Sebastian Walker is an investigative journalist and an Emmy Award-winning broadcast journalist.

==Career==

===VICE News===

Walker held multiple leadership roles at VICE News, where he contributed to the network's award-winning journalism through field reporting, documentary film production, and editorial leadership from 2016 to 2024. Walker was one of the founding contributors for Vice News Tonight serving first as Middle East Bureau Chief before going on to run VICE's politics team based in Washington DC. He led VICE's coverage of the 2020 United States presidential election, earning an Emmy for "Outstanding Newscast" at the 42nd News and Documentary Emmy Awards.
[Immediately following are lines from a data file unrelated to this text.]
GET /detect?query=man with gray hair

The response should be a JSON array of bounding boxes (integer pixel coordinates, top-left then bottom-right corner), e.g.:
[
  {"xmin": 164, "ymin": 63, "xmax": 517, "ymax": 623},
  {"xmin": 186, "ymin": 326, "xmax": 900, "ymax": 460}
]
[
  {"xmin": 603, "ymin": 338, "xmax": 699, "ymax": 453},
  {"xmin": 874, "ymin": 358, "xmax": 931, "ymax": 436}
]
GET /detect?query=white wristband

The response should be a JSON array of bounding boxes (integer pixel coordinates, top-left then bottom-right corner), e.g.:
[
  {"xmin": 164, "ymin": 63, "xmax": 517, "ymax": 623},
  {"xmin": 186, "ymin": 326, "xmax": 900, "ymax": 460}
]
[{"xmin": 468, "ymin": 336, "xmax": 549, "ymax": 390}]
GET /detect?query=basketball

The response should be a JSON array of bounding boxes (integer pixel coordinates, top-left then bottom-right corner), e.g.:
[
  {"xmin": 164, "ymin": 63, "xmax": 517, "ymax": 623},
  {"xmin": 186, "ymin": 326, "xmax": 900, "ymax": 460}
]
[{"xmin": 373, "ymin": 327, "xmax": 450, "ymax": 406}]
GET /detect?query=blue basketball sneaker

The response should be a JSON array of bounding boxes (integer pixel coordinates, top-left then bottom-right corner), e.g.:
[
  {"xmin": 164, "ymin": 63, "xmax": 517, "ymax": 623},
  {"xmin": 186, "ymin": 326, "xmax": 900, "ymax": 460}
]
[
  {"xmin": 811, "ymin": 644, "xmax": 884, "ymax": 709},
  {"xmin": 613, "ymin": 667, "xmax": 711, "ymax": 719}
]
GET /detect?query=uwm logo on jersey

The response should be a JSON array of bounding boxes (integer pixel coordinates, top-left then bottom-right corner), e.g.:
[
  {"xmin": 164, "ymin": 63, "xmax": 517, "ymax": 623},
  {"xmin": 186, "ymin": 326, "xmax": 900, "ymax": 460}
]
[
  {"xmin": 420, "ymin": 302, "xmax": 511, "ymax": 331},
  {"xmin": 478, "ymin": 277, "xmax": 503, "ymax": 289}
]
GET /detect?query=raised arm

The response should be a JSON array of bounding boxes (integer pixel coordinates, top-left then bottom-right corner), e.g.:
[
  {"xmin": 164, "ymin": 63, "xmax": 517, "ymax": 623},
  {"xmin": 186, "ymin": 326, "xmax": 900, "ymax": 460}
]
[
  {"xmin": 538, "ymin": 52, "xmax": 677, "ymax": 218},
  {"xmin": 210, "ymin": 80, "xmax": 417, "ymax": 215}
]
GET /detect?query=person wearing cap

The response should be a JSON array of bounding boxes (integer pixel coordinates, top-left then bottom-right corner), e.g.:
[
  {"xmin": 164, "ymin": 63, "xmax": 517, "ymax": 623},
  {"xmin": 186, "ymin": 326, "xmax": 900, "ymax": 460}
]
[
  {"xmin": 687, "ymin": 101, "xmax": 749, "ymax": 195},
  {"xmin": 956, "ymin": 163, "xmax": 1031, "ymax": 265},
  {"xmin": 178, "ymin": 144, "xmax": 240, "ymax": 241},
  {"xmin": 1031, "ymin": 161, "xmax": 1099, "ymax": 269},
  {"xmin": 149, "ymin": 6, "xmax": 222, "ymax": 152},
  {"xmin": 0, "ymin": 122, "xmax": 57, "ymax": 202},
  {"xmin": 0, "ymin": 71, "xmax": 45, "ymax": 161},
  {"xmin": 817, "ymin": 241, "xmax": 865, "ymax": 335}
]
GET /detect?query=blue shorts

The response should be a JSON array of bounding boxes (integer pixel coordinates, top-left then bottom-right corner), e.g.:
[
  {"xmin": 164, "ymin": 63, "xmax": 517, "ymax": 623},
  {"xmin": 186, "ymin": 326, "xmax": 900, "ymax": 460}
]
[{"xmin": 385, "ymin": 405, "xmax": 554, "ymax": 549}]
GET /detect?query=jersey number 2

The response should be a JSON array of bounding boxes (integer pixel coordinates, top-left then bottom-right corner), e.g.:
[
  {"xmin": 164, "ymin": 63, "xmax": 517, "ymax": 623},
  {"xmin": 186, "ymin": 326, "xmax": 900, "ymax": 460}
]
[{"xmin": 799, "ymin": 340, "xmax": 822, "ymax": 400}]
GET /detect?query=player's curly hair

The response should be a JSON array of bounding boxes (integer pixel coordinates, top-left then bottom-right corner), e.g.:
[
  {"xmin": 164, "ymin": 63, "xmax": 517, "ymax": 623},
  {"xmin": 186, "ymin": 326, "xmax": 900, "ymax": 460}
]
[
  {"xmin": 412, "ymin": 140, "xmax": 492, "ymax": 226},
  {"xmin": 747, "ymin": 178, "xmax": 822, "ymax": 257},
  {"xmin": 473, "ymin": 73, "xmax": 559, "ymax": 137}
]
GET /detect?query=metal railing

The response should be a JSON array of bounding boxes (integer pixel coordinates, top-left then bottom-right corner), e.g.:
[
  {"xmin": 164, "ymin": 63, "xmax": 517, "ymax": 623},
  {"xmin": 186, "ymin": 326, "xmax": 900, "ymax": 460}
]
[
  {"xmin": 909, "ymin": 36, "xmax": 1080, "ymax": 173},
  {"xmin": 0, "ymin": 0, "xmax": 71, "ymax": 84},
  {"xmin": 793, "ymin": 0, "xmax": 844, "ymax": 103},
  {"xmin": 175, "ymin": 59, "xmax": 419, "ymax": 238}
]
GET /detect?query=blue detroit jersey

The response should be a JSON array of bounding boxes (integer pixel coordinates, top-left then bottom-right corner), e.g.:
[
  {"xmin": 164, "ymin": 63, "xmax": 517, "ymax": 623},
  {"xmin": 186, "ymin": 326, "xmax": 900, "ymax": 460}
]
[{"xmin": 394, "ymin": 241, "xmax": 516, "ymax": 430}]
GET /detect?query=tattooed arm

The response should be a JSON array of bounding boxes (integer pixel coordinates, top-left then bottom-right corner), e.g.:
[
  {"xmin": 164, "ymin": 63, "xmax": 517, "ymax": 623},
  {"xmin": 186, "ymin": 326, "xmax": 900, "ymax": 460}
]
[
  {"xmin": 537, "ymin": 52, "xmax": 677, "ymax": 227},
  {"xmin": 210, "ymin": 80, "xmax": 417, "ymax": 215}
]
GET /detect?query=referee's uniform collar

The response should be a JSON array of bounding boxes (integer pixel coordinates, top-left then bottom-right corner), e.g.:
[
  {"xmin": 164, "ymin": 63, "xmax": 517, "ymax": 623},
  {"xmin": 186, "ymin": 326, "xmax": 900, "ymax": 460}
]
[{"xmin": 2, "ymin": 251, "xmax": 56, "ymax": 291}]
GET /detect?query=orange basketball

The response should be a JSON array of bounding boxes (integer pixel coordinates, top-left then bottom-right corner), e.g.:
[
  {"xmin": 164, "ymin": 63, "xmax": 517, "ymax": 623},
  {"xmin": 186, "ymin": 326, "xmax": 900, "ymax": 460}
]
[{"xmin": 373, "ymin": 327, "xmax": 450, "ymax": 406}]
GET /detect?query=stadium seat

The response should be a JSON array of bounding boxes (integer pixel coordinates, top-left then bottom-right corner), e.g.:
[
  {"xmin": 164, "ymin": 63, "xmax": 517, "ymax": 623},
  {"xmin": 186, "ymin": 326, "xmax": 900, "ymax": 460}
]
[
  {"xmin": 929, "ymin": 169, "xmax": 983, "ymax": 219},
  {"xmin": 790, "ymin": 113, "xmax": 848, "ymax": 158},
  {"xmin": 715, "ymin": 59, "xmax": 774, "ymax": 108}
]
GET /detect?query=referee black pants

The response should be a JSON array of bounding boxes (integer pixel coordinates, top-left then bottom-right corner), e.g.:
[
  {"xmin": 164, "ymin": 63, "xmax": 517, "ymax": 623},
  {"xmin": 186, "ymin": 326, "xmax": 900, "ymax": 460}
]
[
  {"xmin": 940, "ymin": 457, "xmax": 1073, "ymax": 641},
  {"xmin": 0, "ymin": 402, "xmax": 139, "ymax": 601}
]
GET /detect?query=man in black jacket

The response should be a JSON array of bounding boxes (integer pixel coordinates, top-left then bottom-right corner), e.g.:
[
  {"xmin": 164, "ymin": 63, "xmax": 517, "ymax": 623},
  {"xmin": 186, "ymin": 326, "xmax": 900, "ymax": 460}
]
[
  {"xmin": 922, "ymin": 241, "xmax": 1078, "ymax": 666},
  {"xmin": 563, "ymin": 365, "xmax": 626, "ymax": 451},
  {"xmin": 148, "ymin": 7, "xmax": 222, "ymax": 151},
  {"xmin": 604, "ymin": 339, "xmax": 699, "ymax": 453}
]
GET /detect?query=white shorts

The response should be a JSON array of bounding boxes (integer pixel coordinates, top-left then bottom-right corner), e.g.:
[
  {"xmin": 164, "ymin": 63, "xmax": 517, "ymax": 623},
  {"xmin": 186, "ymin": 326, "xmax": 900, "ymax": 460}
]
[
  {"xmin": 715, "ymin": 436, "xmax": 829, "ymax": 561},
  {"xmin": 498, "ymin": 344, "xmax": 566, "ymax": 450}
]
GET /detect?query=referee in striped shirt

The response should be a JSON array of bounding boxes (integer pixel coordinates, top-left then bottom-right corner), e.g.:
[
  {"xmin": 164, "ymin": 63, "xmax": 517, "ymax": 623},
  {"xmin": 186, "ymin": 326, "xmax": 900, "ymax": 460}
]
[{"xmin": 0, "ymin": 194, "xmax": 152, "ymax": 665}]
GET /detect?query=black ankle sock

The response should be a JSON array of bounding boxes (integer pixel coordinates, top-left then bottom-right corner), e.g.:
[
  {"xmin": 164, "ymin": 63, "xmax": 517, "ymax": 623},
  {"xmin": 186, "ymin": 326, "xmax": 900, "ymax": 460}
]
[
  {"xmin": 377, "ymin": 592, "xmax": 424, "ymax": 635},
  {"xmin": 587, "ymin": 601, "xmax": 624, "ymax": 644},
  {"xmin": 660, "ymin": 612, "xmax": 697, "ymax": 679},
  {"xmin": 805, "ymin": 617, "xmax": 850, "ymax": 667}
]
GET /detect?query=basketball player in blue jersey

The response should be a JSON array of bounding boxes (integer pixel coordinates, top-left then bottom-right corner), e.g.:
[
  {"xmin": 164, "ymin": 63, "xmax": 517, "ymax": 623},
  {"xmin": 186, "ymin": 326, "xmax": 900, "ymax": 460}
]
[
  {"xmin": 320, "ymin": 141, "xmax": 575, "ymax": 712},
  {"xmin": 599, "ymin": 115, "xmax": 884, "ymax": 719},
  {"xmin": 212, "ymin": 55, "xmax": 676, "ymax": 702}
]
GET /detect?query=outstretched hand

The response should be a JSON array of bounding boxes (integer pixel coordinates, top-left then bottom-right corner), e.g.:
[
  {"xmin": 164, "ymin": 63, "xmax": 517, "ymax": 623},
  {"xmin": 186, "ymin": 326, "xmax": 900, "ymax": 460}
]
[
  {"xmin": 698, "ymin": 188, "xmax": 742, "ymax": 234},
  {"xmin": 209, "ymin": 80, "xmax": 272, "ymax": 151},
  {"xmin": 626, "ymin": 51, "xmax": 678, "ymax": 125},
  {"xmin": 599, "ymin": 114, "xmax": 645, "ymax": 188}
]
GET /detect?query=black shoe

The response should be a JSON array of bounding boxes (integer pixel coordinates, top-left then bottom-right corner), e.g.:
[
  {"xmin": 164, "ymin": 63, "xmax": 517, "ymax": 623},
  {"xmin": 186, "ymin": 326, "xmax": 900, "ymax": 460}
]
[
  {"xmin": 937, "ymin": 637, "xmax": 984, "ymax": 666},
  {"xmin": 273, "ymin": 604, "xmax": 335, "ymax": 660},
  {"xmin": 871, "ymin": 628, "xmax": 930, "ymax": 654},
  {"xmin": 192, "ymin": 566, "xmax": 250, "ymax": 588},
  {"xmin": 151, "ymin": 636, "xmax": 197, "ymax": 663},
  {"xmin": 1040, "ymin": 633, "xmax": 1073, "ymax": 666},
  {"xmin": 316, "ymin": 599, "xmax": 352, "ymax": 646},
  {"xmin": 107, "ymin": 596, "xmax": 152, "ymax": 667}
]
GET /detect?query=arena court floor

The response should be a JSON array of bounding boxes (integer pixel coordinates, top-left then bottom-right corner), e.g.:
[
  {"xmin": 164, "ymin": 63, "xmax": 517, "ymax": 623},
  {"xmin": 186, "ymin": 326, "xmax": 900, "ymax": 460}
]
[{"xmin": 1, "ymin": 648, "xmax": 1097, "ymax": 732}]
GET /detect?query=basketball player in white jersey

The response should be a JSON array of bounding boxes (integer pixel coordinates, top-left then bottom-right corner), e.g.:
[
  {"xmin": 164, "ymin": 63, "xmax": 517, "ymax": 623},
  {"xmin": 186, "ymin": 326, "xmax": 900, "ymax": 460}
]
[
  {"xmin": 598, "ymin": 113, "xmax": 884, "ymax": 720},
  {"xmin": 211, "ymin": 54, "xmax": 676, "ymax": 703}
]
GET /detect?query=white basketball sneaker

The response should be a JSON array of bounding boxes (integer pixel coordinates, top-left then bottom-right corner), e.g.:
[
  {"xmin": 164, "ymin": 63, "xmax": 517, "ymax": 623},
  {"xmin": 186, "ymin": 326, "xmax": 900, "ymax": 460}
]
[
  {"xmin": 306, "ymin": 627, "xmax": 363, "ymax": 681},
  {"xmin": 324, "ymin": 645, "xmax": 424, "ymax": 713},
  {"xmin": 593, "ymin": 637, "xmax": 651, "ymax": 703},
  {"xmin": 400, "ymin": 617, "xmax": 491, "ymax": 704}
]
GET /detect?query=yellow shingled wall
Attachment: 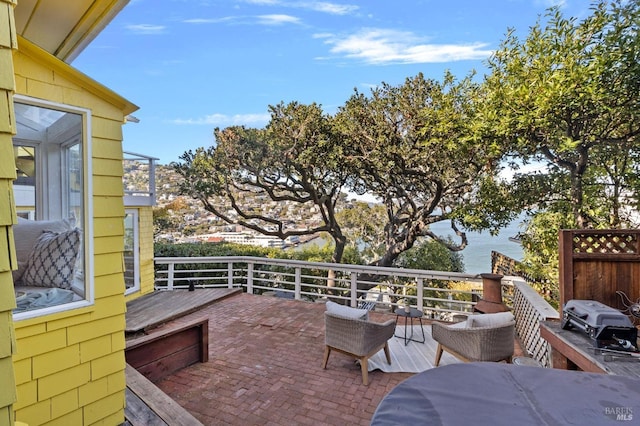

In 2021, Walker was one of the first international journalists to arrive in Kabul after the Taliban took over, producing a documentary "Return of the Taliban" for Vice that won "Best News Coverage: Long Form" at the 43rd News and Documentary Emmy Awards. Walker's reporting from the frontlines of the fight against Islamic State in Iraq and Syria the Emmy for "Outstanding Continuing Coverage of a News Story in a Newscast" at both the 38th and the 41st News and Documentary Emmy Awards.

===Al Jazeera English===
Walker worked for Al Jazeera English in the United States from 2008 to 2016. First based at Al Jazeera English's main US bureau in Washington, D.C. and then in Al Jazeera America's San Francisco Fault Lines show hub, he was a presenter on Fault Lines, the channel's flagship news magazine about the Americas, and reported from across the continent.

Before joining Fault Lines, Walker was a foreign correspondent with a particular interest in Haiti. Al Jazeera English was the only international TV news network to maintain a bureau in Haiti after the 2010 earthquake and Sebastian arrived in Port-au-Prince less than 24 hours after the earthquake hit to report on the damage. He then stayed on for a year and a half to document the progress of the relief effort. Walker was instrumental in discovering and documenting the United Nations' role in the 2010–13 Haiti cholera outbreak, the largest such outbreak in recent history. Walker won a DuPont-Columbia University Award in Broadcast Journalism for his work in Haiti. He continued covering Haiti at Fault Lines, which was awarded a News & Documentary Emmy Award for "Outstanding Investigative Journalism in a News Magazine" on 30 September 2014 for the episode "Haiti In A Time Of Cholera", which also earned a Peabody Award.

Walker has also repeatedly covered the Occupy movement in the US and the shooting of Michael Brown near St. Louis, Missouri, which precipitated sustained protests.

Prior to being based in the Americas, Walker worked in the Middle East. He served at the channel's main broadcast centre in Doha, Qatar, where he helped to launch the channel.

===Earlier career===
Walker has worked for the Baghdad Bulletin, and various international news organisations, including Reuters and AFP, and has reported from a number of key countries around the Middle East region, including: Iraq, Libya, and Afghanistan.